También noté que hay muchos objetos creados a partir de una necesidad en la migración. En el portafolio hay unas vinchas que los migrantes se ponen en la cabeza y con eso cargan las cocinas, las maletas; son como bandas que se ponen en la cabeza. Ese objeto ya está mercantilizado en la frontera, ahora puedes comprarlo.

Es un proyecto que empecé el año pasado. Ahora volví a Suiza, armé un portafolio, lo presenté a una Institución suiza de la que va a recibir un financiamiento. Por eso ahora en febrero regresaré a terminar esto. 

¿A qué te dedicaste cuando llegaste a Suiza?

Fui obrero, trabajé en la construcción. Me fui porque conocí a un pana suizo de la onda del graffiti que fue en el 2008 a Venezuela. Y, sabes, que el graffiti es de algún modo una secta. Ellos siempre me decían «cuando quieras irte, vente» y me fui en el 2014 cuando Venezuela todavía no estaba tan en declive. Llegué y trabajé cuatro años en la construcción y no fue sino hasta hace dos años y medio que empecé con la fotografía, poco a poco.

Me pasa algo peculiar: al principio, cuando no tenía muy claro lo que quería hacer en Venezuela yo era un loco. Recién hoy en día te puedo decir más claro todo esto de la identidad y la semiótica de la violencia en Caracas; pero imagínate hace tres años. En esa época el nicho fotográfico venezolano no entendía mucho y no es que hubo un rechazo, pero la gente decía «este es otro loco más». Las instituciones, personas o círculo de artistas que me dieron más oportunidades fueron las de Suiza más que la gente de Venezuela.

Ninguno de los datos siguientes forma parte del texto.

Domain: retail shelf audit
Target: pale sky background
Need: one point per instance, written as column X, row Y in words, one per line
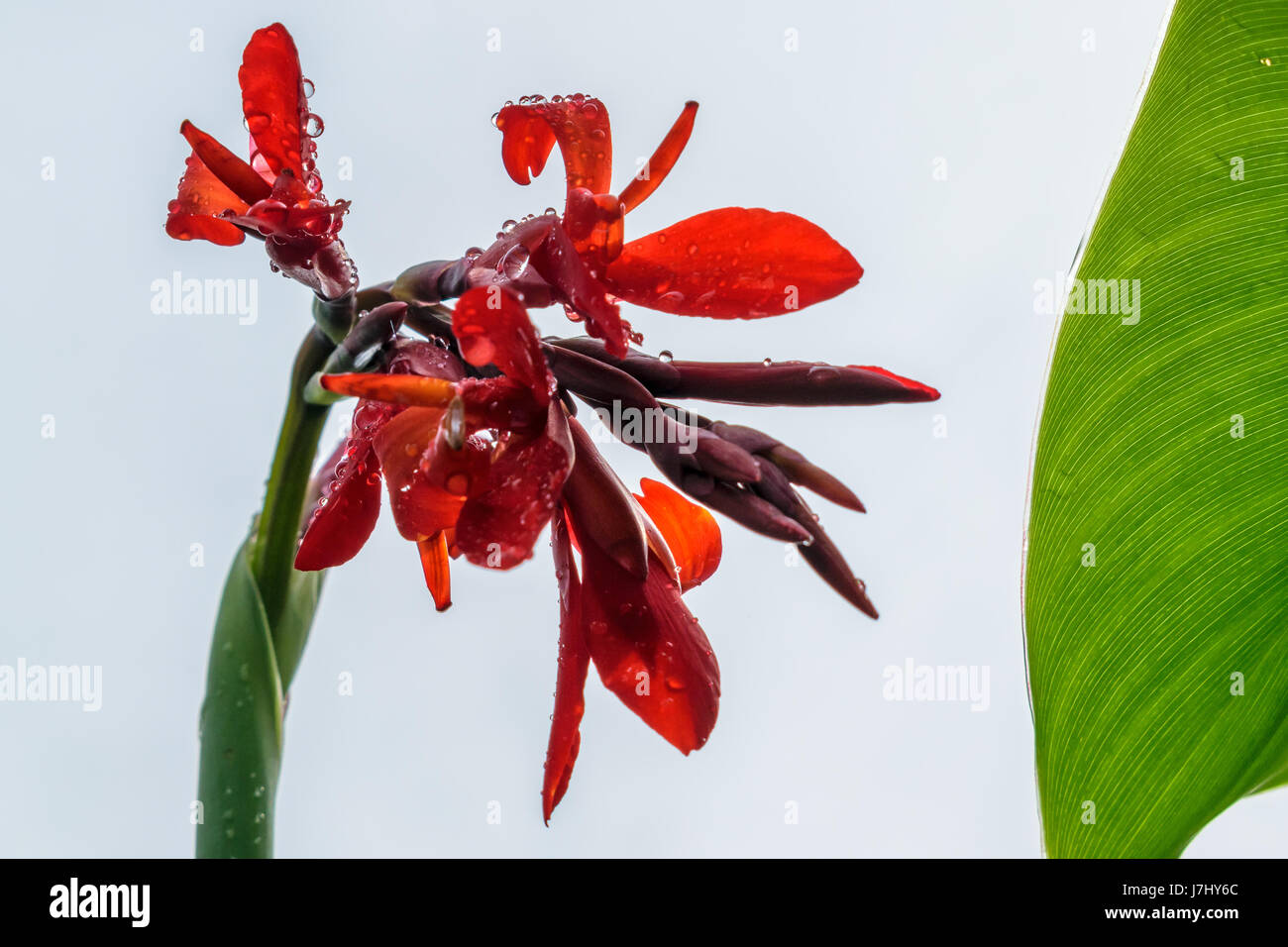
column 165, row 424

Cuando un sitio importante –como la gente dice que es Suiza– te da validación, luego en Venezuela sucede: «Si Suiza dice que hiciste algo bueno, entonces quiere decir que es algo bueno». Es un poco ese colonialismo internacional que tenemos de decir que todo lo que es de afuera es mejor.

Mi proceso de convertirme en investigador visual, artista o fotógrafo (como le quieras decir) fue un proceso dado por la migración e influenciado por ambas partes. Aunque todo lo que haga sea en Latinoamérica, fue gracias a la plataforma de Suiza.